So, what's going on with Alibaba Group Holding Limited (BABA)? Well, the Chinese tech giant is doing what everyone else is doing these days: going all-in on artificial intelligence. But it's doing it in a very Alibaba way—unveiling a fancy new model and hiring like crazy, all while its stock price seems to be having a bit of an identity crisis.
Meet Qwen3.5-Omni: Alibaba's New AI Powerhouse
Alibaba's Qwen team just introduced Qwen3.5-Omni, which is basically their latest attempt to build an AI that can do everything. Think of it as a super-smart intern that can read, see, hear, and watch videos. According to reports, this multimodal model can handle a 256K context length—that's a lot of text—and process more than 10 hours of audio or over 400 seconds of 720p video. That's like watching a full movie trailer and then some.
It's also got some serious language skills, with speech recognition in 113 languages and speech generation in 36. New tricks include real-time interaction tools like semantic interruption (so you can cut it off mid-sentence), voice cloning, and voice control, all powered by Alibaba's own ARIA technology. The company says the model racked up 215 state-of-the-art benchmark results and delivers audiovisual performance on par with Alphabet Inc.'s (GOOG) Google Gemini 3.1 Pro, while even outperforming it in general audio tasks. So, not just keeping up, but trying to edge ahead in the audio department.
The Talent War Heats Up
Building this stuff requires people, and Alibaba is on a hiring spree. The company is rapidly expanding its AI recruitment as the global scramble for talent gets more intense. AI-related roles now make up more than 80% of its open positions, up from about 60% last year.
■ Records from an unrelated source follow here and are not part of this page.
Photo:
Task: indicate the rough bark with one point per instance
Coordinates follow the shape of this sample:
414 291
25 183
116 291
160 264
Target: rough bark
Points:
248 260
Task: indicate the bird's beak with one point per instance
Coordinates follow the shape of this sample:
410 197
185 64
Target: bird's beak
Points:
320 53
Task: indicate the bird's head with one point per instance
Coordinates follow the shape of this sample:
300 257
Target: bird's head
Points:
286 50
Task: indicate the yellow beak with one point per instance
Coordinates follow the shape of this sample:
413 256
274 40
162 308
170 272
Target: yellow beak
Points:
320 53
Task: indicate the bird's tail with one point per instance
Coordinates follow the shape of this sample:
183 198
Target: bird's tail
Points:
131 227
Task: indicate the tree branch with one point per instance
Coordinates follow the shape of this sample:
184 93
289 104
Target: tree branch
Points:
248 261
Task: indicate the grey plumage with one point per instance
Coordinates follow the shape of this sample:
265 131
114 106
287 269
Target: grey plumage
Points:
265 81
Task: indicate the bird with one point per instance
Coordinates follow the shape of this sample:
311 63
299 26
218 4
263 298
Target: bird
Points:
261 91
That's a big shift, and it spans 16 business units, including Alibaba Cloud and its chip arm, T-Head.
They've even introduced seven new AI-focused roles in their campus recruitment program, including positions tied to agentic AI—which is basically AI that can act more autonomously. This hiring push is part of Alibaba's broader pivot to becoming an AI-first company. Of course, the talent market is a two-way street: recent moves include the departure of Qwen technical lead Lin Junyang and the hiring of former Google researcher Zhou Hao, highlighting the fierce competition for top AI brains.
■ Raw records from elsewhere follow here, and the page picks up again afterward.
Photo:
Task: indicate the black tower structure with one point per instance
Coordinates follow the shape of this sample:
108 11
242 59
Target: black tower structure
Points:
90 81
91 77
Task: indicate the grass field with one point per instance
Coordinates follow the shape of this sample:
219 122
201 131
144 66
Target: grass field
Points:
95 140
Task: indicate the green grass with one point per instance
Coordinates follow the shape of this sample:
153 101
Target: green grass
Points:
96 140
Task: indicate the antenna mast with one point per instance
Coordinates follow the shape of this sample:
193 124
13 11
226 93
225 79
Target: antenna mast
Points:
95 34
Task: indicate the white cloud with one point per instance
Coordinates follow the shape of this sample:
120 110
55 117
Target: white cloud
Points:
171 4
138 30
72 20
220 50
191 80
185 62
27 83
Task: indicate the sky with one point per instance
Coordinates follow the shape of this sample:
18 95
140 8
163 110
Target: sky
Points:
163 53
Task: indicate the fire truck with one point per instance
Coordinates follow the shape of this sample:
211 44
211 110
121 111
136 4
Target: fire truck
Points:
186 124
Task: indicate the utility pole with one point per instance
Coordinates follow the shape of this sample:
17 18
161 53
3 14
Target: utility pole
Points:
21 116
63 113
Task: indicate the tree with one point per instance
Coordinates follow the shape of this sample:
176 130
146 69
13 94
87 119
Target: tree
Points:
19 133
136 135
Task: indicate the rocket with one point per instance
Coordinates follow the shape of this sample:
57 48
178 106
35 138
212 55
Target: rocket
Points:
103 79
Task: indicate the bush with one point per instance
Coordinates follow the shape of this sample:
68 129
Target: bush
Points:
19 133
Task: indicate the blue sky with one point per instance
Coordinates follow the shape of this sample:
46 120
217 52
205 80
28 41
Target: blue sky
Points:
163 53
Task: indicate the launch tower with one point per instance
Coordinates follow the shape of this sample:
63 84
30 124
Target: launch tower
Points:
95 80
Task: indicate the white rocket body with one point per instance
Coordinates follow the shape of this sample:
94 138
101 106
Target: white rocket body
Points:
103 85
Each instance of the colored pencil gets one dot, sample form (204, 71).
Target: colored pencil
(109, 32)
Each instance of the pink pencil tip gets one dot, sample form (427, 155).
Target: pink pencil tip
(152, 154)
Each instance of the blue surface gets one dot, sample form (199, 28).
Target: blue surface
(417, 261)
Meanwhile, the Stock Isn't Exactly Soaring
For all this strategic hustle, Alibaba's stock has been a bit of a laggard. Technically speaking, it's trading 7.1% below its 20-day simple moving average and 20.7% below its 100-day SMA, which keeps the intermediate trend pointed down even after recent bounce attempts. Shares are down 7.75% over the past year and are hanging out closer to their 52-week lows than highs.
The Relative Strength Index (RSI) is at 30.56, which is in neutral territory but just above oversold levels after dipping below 30 back in March. Meanwhile, the MACD is at -6.8342 and below its signal line at -6.7729, a bearish alignment that suggests downside pressure is still winning the tug-of-war. The combo of RSI in the 30–50 range and a bearish MACD points to mixed momentum. Key resistance sits at $139.00, with key support at $121.00.
Earnings and What the Analysts Think
Looking ahead, the next big catalyst for the stock is estimated to be the earnings report on May 14, 2026. The expectations? An EPS estimate of $1.29, down from $1.73 year-over-year, but revenue estimated at $35.35 billion, up from $32.58 billion YoY. The valuation sits at a P/E of 21.8x, which suggests a fair valuation relative to peers.
Analysts, for their part, are still mostly bullish. The stock carries a Buy rating with an average price target of $185.07. Recent moves include Susquehanna maintaining a Positive rating but lowering its target to $170.00 on March 26, JP Morgan keeping an Overweight rating while lowering its target to $205.00 on March 20, and Mizuho holding an Outperform rating with a lowered target of $190.00, also on March 20. So, targets are coming down a bit, but the overall sentiment remains positive.
ETF Exposure: Why Fund Flows Matter
Alibaba isn't just a standalone stock; it's a piece of several ETFs, which means its price can get pushed around by fund flows. It has a 3.53% weight in the SPDR NYSE Technology ETF (XNTK), a 4.57% weight in the Nomura Focused Emerging Markets Equity ETF (EMEQ), and a 2.57% weight in the Robo Global Artificial Intelligence ETF (THNQ). The significance here is simple: if these funds see significant inflows or outflows, they'll likely trigger automatic buying or selling of Alibaba shares, adding another layer to its price movements.
Price Check
As of Tuesday's premarket trading, Alibaba shares were down 0.66% at $121.17, according to market data. So, while the company is making big bets on AI for the future, the market is still weighing that against the current technical and competitive landscape. It's a classic case of long-term strategy meeting short-term stock market reality.